- Born: David Colin Beatson 14 April 1944 Dunedin, New Zealand
- Died: 21 September 2017 (aged 73) Auckland, New Zealand
- Occupations: Journalist; media analyst; broadcaster;
- Spouse: Lesley Miller
- Children: 2 (biological), 3 (stepchildren)

= David Beatson =

New Zealand journalist, broadcaster and political advisor (1944–2017)

David Colin Beatson (14 April 1944 – 21 September 2017) was a New Zealand journalist, broadcaster, political communications strategist and media analyst. He worked extensively in television, print and radio, and held a number of public roles including chief press secretary to Prime Minister Jim Bolger and chair of NZ On Air.

== Early life and journalism career ==
Beatson was born in Dunedin and began his journalism career in 1962 as a cadet reporter for the Otago Daily Times. He later worked at the Waikato Times and for the New Zealand Broadcasting Corporation (NZBC) in Dunedin.

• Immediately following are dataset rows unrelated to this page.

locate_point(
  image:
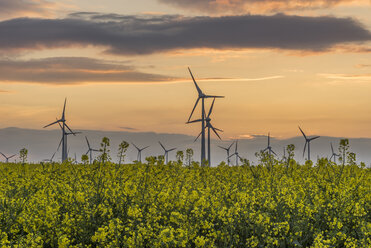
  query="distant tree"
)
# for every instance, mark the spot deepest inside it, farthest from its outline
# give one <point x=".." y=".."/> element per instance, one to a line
<point x="123" y="147"/>
<point x="180" y="157"/>
<point x="189" y="156"/>
<point x="85" y="159"/>
<point x="104" y="149"/>
<point x="344" y="150"/>
<point x="23" y="155"/>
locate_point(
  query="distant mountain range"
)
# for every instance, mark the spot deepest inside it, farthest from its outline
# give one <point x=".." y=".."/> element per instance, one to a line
<point x="41" y="144"/>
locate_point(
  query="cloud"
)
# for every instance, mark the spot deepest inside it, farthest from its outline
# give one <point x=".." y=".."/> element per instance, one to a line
<point x="129" y="128"/>
<point x="30" y="8"/>
<point x="73" y="70"/>
<point x="256" y="6"/>
<point x="133" y="35"/>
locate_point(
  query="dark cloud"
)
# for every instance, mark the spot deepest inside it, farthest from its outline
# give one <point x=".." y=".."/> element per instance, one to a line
<point x="12" y="8"/>
<point x="151" y="34"/>
<point x="252" y="6"/>
<point x="129" y="128"/>
<point x="70" y="70"/>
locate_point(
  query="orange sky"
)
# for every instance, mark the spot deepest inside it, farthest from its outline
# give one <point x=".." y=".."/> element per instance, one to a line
<point x="266" y="89"/>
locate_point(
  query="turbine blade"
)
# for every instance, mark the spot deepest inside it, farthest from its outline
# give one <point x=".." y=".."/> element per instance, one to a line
<point x="197" y="137"/>
<point x="64" y="108"/>
<point x="60" y="142"/>
<point x="162" y="146"/>
<point x="70" y="129"/>
<point x="135" y="146"/>
<point x="198" y="120"/>
<point x="194" y="107"/>
<point x="314" y="138"/>
<point x="211" y="109"/>
<point x="302" y="133"/>
<point x="87" y="141"/>
<point x="305" y="146"/>
<point x="52" y="123"/>
<point x="194" y="81"/>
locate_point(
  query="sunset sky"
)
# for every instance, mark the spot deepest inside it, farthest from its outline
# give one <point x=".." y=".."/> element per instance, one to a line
<point x="122" y="65"/>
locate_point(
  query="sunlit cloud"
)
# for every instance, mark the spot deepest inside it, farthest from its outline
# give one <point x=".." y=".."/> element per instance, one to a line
<point x="257" y="6"/>
<point x="138" y="35"/>
<point x="73" y="70"/>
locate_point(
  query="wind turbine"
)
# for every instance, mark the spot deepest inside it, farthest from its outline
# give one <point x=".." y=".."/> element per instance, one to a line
<point x="49" y="159"/>
<point x="208" y="126"/>
<point x="166" y="155"/>
<point x="64" y="135"/>
<point x="236" y="153"/>
<point x="307" y="141"/>
<point x="139" y="157"/>
<point x="334" y="155"/>
<point x="201" y="96"/>
<point x="269" y="148"/>
<point x="90" y="150"/>
<point x="227" y="149"/>
<point x="6" y="157"/>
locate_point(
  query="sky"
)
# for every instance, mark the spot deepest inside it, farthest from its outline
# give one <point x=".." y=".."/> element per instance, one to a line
<point x="122" y="65"/>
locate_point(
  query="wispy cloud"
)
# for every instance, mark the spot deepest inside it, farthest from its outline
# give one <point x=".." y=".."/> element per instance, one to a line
<point x="29" y="8"/>
<point x="257" y="6"/>
<point x="73" y="70"/>
<point x="358" y="77"/>
<point x="133" y="35"/>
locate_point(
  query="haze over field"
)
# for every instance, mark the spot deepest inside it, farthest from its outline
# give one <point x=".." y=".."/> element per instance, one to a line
<point x="14" y="139"/>
<point x="122" y="65"/>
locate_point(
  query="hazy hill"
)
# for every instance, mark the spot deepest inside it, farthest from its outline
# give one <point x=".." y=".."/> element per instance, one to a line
<point x="43" y="143"/>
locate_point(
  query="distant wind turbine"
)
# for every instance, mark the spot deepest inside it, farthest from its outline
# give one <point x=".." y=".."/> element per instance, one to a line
<point x="236" y="153"/>
<point x="90" y="150"/>
<point x="201" y="96"/>
<point x="307" y="141"/>
<point x="139" y="157"/>
<point x="334" y="155"/>
<point x="208" y="126"/>
<point x="166" y="154"/>
<point x="64" y="135"/>
<point x="7" y="158"/>
<point x="269" y="148"/>
<point x="227" y="149"/>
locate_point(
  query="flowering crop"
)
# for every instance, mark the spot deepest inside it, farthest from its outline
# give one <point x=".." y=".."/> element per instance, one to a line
<point x="156" y="205"/>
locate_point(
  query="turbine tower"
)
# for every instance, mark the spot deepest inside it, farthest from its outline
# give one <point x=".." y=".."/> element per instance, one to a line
<point x="236" y="153"/>
<point x="227" y="149"/>
<point x="166" y="154"/>
<point x="90" y="150"/>
<point x="6" y="157"/>
<point x="201" y="96"/>
<point x="269" y="148"/>
<point x="64" y="135"/>
<point x="307" y="141"/>
<point x="208" y="126"/>
<point x="139" y="157"/>
<point x="334" y="155"/>
<point x="50" y="159"/>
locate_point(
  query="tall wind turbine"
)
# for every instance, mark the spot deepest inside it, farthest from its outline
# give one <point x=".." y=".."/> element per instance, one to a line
<point x="208" y="126"/>
<point x="90" y="150"/>
<point x="6" y="157"/>
<point x="64" y="136"/>
<point x="236" y="153"/>
<point x="269" y="148"/>
<point x="50" y="159"/>
<point x="227" y="149"/>
<point x="334" y="155"/>
<point x="201" y="96"/>
<point x="307" y="141"/>
<point x="139" y="157"/>
<point x="166" y="155"/>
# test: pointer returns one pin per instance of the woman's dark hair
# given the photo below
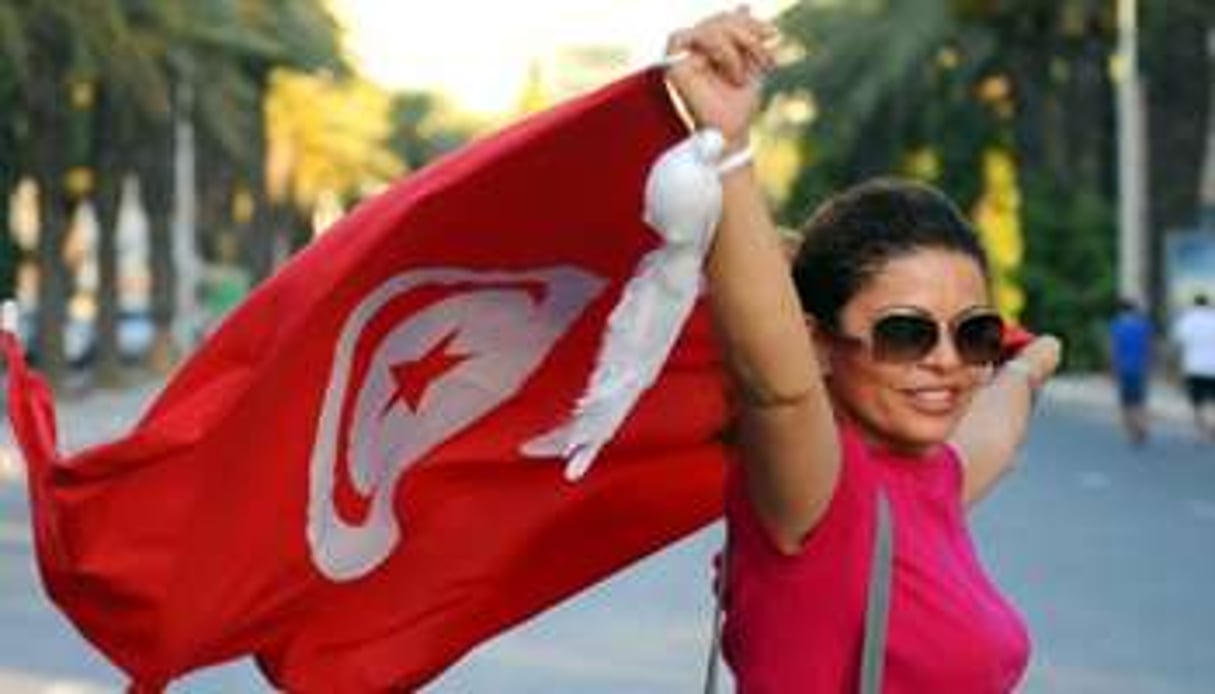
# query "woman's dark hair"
(852, 235)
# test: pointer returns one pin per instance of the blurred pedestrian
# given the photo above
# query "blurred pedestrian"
(1130, 360)
(1194, 336)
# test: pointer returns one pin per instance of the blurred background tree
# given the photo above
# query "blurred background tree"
(1006, 106)
(944, 90)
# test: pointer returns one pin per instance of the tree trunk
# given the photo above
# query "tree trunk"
(156, 184)
(1179, 94)
(108, 142)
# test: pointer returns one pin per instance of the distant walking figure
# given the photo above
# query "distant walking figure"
(1194, 336)
(1130, 359)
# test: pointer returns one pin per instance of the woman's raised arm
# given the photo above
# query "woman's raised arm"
(789, 435)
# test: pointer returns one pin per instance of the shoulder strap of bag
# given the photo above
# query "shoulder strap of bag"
(877, 608)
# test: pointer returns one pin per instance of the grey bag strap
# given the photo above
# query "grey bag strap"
(877, 607)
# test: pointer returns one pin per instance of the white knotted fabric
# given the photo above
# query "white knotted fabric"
(683, 204)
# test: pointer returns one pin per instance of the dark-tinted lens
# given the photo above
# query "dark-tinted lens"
(979, 339)
(904, 338)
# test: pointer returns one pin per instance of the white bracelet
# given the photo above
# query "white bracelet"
(735, 159)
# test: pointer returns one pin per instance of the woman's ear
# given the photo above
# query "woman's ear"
(820, 343)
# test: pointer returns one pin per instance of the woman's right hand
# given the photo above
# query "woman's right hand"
(719, 78)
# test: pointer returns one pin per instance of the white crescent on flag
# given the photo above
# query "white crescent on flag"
(434, 373)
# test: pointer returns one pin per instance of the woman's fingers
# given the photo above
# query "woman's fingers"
(734, 44)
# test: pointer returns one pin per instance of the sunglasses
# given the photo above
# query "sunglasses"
(906, 336)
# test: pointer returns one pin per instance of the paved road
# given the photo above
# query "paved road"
(1107, 551)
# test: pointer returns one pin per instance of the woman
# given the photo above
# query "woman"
(874, 368)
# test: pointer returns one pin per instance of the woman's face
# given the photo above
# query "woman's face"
(908, 406)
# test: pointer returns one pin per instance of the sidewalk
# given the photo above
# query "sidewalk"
(1165, 400)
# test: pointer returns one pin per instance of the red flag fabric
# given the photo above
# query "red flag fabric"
(333, 481)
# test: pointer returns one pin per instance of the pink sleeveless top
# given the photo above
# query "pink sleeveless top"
(795, 625)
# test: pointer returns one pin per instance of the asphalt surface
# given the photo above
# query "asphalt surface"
(1106, 549)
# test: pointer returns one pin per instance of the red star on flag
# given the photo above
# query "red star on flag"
(413, 378)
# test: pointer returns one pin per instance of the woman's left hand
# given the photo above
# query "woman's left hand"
(719, 78)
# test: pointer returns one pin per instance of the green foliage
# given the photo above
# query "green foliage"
(1069, 270)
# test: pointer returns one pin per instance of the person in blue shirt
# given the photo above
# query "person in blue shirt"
(1130, 355)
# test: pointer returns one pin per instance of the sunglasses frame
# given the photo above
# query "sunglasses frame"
(951, 328)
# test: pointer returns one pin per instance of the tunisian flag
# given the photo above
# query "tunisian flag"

In the late 1960s and 1970s, Beatson became a familiar face on New Zealand television. He hosted the regional current affairs programme Town and Around and worked as a reporter and producer on national programmes including Gallery and Nationwide. In 1975, he became TV2's first parliamentary correspondent and co-hosted that year's leaders' debate. He also created the nightly parliamentary news programme Eyewitness in 1978.

== Print media and broadcasting leadership ==
In 1984, Beatson was appointed editor of the New Zealand Listener, a role he held until 1988. As editor, he was known for defending editorial independence and championing public-interest journalism.

Beatson later founded the talkback station Radio Pacific and remained influential in media discourse throughout the 1990s and 2000s.

== Political and corporate roles ==
In early 1989, Beatson joined the communications team of National Party leader Jim Bolger. He was widely credited with helping to revamp Bolger's public image in the lead-up to the 1990 general election. After Bolger became prime minister, Beatson served as his chief press secretary until 1991.

Beatson went on to become deputy chief executive of the New Zealand Tourism Board in 1992, and in 1994 joined Air New Zealand as manager of public affairs, later rising to vice-president for government and international relations. He left the airline in 2002.

Beatson also chaired the government's Millennium 2000 Taskforce, which oversaw New Zealand's celebrations marking the year 2000.

== NZ On Air and media policy ==
From 1996 to 2002, Beatson served as chair of NZ On Air, the government's broadcasting funding agency. He advocated for inclusive programming and helped set Māori content targets for mainstream broadcasters. He also contributed to New Zealand media policy through his involvement in legislative consultations and broadcasting standards development.

== Later life and Māori involvement ==
Beatson maintained close ties with the Kīngitanga (Māori King Movement) through his marriage to Lesley Miller and her son, Gregory Miller, who became an executive in the Waikato Tainui tribal authority. In 2009, Beatson helped draft Kīng Tūheitia's 10-year strategic charter.

Beatson died in Auckland on 21 September 2017 following a long illness.